Im Kampf gegen den Terror wollen die USA weiterhin auf die Daten europäischer Bankkunden zugreifen. Datenschützer schlagen Alarm. Was steckt hinter dem Streit?

Terror kostet Geld. Ohne finanzielle Mittel gelangt keiner der ungezählten europäischen, arabischen, asiatischen oder sonstigen Dschihad-Anwärter in ein militärisches Ausbildungslager in die pakistanisch-afghanische Berglandschaft. Die Infrastruktur der Terrorcamps muss erwirtschaftet werden. Schon lange stützt sich Al Qaida nicht mehr auf das saudische Vermögen Osama Bin Ladens. Eine monatelange Anschlagsplanung wie etwa der Sauerland-Zelle in Deutschland – das Beschaffen von Autos, Wohnungen, die Bezahlung von Reisen, der Ankauf von Sprengstoff und Zündern – kann nicht ohne Kontobewegungen erfolgen. "Geld ist auch das Schmiermittel des Terrors", wie es ein Regierungsmitarbeiter am Sonntag formulierte.  Nach den Anschlägen vom 11. September 2001 haben die US-Behörden ein System von Konten und Personen um Mohammed Atta und die anderen Terroristen ausgeforscht. Sie konnten einen großen Teil des Finanzierungssystem offenlegen. Auf dieser Grundlage haben die USA das Programm zum Aufspüren der Terrorfinanzierung (TFTP) entwickelt.
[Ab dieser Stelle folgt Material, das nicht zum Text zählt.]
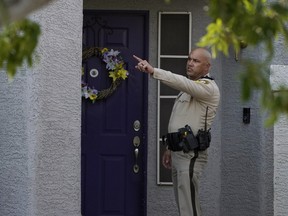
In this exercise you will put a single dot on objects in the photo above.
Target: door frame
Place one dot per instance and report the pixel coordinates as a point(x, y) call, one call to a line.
point(146, 14)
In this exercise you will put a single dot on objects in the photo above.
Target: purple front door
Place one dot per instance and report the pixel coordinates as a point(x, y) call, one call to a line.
point(114, 129)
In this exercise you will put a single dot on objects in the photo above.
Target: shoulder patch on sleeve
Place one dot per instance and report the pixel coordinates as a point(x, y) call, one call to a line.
point(202, 81)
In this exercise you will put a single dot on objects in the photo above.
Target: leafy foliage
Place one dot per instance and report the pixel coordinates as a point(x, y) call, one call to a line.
point(254, 22)
point(18, 41)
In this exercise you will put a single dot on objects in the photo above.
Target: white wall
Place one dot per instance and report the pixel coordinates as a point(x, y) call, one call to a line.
point(40, 121)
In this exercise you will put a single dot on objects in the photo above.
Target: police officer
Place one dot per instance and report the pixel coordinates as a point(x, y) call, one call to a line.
point(195, 106)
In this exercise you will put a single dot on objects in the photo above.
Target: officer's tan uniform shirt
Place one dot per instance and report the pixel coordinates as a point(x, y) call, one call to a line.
point(190, 105)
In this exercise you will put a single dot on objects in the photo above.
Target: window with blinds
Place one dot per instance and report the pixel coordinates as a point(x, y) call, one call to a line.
point(174, 44)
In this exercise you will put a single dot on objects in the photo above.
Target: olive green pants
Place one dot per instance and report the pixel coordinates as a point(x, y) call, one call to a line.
point(186, 170)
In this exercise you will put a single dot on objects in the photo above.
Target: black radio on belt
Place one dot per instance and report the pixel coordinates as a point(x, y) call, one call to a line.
point(184, 140)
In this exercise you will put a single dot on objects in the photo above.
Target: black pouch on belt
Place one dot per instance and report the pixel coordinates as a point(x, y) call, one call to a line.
point(173, 140)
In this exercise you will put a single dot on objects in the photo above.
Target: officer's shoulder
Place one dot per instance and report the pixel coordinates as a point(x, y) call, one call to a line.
point(205, 80)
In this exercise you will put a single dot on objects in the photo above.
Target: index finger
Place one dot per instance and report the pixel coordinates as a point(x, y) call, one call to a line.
point(137, 58)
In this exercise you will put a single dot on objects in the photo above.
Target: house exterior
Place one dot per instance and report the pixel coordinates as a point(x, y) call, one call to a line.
point(41, 129)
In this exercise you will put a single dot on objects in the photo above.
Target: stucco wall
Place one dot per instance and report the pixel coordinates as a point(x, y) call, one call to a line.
point(279, 76)
point(40, 121)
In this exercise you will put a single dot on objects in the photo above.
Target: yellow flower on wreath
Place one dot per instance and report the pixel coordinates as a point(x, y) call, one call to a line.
point(115, 65)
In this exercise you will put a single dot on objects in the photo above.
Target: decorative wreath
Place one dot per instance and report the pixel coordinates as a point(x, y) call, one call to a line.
point(115, 66)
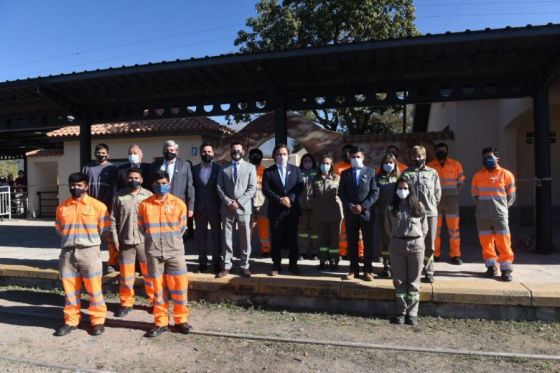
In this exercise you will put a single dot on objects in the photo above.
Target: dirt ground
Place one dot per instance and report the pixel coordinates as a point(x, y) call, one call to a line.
point(28, 319)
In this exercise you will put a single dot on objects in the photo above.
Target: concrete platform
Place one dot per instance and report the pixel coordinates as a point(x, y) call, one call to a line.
point(459, 291)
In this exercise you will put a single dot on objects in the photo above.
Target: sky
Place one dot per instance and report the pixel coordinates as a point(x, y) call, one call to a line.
point(44, 37)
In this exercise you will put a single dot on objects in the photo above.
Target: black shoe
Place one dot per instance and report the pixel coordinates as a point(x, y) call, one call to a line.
point(64, 330)
point(491, 271)
point(97, 330)
point(184, 328)
point(456, 260)
point(411, 320)
point(156, 331)
point(123, 311)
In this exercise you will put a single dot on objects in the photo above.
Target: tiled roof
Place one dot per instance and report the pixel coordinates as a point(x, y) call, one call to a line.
point(187, 126)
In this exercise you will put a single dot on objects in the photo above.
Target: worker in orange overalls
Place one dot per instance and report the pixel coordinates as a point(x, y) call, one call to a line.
point(493, 189)
point(128, 239)
point(452, 179)
point(338, 168)
point(81, 222)
point(163, 219)
point(259, 217)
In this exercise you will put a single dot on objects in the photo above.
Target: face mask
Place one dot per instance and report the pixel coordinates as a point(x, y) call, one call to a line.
point(357, 162)
point(236, 155)
point(282, 160)
point(134, 158)
point(402, 193)
point(161, 189)
point(388, 167)
point(134, 184)
point(255, 159)
point(207, 158)
point(490, 162)
point(169, 156)
point(77, 192)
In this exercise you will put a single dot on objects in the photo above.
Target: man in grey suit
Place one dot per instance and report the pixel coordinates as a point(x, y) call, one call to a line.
point(237, 184)
point(207, 208)
point(180, 174)
point(358, 193)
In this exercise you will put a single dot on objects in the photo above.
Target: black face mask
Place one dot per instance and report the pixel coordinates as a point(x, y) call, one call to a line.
point(236, 155)
point(77, 192)
point(134, 184)
point(206, 158)
point(169, 156)
point(441, 155)
point(255, 159)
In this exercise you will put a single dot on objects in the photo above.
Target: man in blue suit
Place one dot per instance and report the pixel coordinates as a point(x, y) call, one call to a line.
point(282, 183)
point(358, 193)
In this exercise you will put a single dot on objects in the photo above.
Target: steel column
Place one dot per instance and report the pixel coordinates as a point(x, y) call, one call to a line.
point(543, 188)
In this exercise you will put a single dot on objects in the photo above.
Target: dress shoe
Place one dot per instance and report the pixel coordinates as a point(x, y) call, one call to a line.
point(183, 328)
point(123, 311)
point(156, 331)
point(491, 271)
point(411, 320)
point(97, 330)
point(223, 273)
point(456, 260)
point(64, 330)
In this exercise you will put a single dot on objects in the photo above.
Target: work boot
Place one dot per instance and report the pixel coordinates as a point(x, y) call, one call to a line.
point(491, 271)
point(456, 260)
point(183, 328)
point(64, 330)
point(123, 311)
point(411, 320)
point(97, 330)
point(156, 331)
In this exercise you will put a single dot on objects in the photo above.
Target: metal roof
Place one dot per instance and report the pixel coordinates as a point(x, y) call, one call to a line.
point(498, 63)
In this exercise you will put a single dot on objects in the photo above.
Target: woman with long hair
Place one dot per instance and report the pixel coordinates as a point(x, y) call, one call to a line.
point(405, 223)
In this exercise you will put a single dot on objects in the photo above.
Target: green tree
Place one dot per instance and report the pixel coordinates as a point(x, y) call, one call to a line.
point(308, 23)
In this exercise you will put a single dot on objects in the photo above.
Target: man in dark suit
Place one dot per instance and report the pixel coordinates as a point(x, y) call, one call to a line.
point(282, 184)
point(180, 174)
point(207, 208)
point(358, 193)
point(135, 156)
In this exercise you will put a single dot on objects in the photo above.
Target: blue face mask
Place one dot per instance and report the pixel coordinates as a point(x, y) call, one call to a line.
point(490, 162)
point(161, 189)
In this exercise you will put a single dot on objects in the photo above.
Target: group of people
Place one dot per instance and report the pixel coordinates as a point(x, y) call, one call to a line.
point(141, 212)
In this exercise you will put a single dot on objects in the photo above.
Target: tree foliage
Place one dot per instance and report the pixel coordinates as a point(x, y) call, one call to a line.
point(308, 23)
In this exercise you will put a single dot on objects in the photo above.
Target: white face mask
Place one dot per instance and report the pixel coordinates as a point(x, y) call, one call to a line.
point(357, 162)
point(134, 158)
point(403, 193)
point(282, 160)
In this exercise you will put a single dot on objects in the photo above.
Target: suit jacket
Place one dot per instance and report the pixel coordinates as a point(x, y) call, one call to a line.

Hatten die USA bisher keinen Zugriff?

Die Society for Worldwide Interbank Financial Telecommunication, kurz Swift, wickelt täglich rund 15 Millionen internationaler Überweisungen zwischen etwa 8300 Geldinstituten in 200 Ländern ab. Im Jahr 2006 wurde bekannt, dass die US-Sicherheitsbehörden im Rahmen des TFTP nach dem 11. September eine administrative Anordnung erlassen hatte, die Swift zur Herausgabe von persönlichen finanziellen Daten an das US-Finanzministerium verpflichtet. Die Daten, die je nach Anordnung Einzelpersonen oder auch Gruppen und Institutionen betreffen können, werden nach Darstellung des Bundesbeauftragten für den Datenschutz, Peter Schaar, an eine "Black Box" geleitet. Die Daten sind so für die US-Behörden verfügbar. Auf dieser Grundlage wird genauer bestimmt, welche Daten für die Fahndung genau herangezogen werden.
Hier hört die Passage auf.